NCPA - National Center for Policy Analysis


August 13, 2008

According to the Natural Resources Defense Council (NRDC), sacrificing America's coastal waters to offshore oil drilling will not make a real difference in gas prices.  Although there is some truth to this statement, the claims of offshore drilling opponents are not always factual, says the Washington Post.

In fact, there are three "truths" that deserve to be challenged, continues the Post.
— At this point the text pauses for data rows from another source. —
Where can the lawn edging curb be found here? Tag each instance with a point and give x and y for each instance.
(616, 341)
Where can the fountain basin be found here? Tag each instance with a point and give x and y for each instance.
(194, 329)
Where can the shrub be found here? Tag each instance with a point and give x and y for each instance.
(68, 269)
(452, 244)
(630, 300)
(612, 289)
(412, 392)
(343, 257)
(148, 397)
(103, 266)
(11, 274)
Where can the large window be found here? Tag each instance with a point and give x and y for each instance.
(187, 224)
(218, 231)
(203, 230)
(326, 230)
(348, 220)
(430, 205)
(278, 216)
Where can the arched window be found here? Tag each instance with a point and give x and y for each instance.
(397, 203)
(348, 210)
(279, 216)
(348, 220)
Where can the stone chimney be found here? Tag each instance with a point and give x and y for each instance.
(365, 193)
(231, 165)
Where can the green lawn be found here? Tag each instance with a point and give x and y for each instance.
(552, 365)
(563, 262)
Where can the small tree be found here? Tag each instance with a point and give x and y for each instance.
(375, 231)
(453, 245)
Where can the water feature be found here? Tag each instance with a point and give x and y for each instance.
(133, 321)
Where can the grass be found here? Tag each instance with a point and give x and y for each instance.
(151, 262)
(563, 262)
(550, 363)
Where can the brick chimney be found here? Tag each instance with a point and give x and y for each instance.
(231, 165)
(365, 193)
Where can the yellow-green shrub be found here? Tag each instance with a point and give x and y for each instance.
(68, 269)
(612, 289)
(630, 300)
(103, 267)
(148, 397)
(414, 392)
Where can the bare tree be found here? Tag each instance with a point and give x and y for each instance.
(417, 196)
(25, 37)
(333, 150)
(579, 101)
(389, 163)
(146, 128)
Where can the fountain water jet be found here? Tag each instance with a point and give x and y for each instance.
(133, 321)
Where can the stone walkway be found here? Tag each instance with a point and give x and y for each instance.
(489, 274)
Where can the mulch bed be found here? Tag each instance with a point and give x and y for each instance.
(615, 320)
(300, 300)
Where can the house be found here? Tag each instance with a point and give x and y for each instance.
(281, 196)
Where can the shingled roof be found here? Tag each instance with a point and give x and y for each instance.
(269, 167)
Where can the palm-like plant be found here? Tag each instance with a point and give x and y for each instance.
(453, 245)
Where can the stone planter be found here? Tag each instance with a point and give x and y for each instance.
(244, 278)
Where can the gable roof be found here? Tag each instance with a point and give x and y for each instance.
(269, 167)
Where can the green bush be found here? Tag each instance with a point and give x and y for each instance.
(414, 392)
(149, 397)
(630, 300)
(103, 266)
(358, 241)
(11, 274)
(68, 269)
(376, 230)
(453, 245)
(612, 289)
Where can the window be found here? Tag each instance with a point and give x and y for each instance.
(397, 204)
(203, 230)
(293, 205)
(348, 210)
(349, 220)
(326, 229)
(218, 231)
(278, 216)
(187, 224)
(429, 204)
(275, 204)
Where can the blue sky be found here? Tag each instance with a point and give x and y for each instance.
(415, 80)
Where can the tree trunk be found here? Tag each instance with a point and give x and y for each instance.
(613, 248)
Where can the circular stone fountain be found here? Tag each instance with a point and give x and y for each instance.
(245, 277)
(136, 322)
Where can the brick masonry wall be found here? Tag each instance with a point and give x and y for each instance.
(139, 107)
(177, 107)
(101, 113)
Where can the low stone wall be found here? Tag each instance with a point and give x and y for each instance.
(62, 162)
(Truth #1) Drilling is pointless because the United States has only three percent of the world's oil reserves:

  • This refers only to known oil reserves and is based on old data gathered by outdated equipment.
  • In 2006, the Interior Department's Minerals Management Service (MMS) estimated that the Outer Continental Shelf (OCS) could hold 45 billion barrels worth of oil.

(Truth #2) The oil companies are not using the leases they already have:

  • According to MMS, there were 7,457 active leases as of June 8, 2008; of those, only 1,877 were classified as "producing."
  • However, many leases cannot meet the requirements to be considered "producing" (an estimated 130,000 barrels of oil a day), yet they still do exploratory drills and build the infrastructure necessary to market the oil.

(Truth #3) Drilling is environmentally dangerous:

  • Between 1993 and 2007, there were 651 spills of all sizes at OCS facilities that released 47,800 barrels of oil.
  • With 7.5 billion barrels of oil produced in that time, that equates only to 1 barrel of oil spilled per 156,900 barrels produced.

The NRDC has it right: Our future lies in wind, solar, geothermal, biofuels and nuclear resources; but oil and gas will be instrumental to the U.S. economy for many years to come, adds the Post.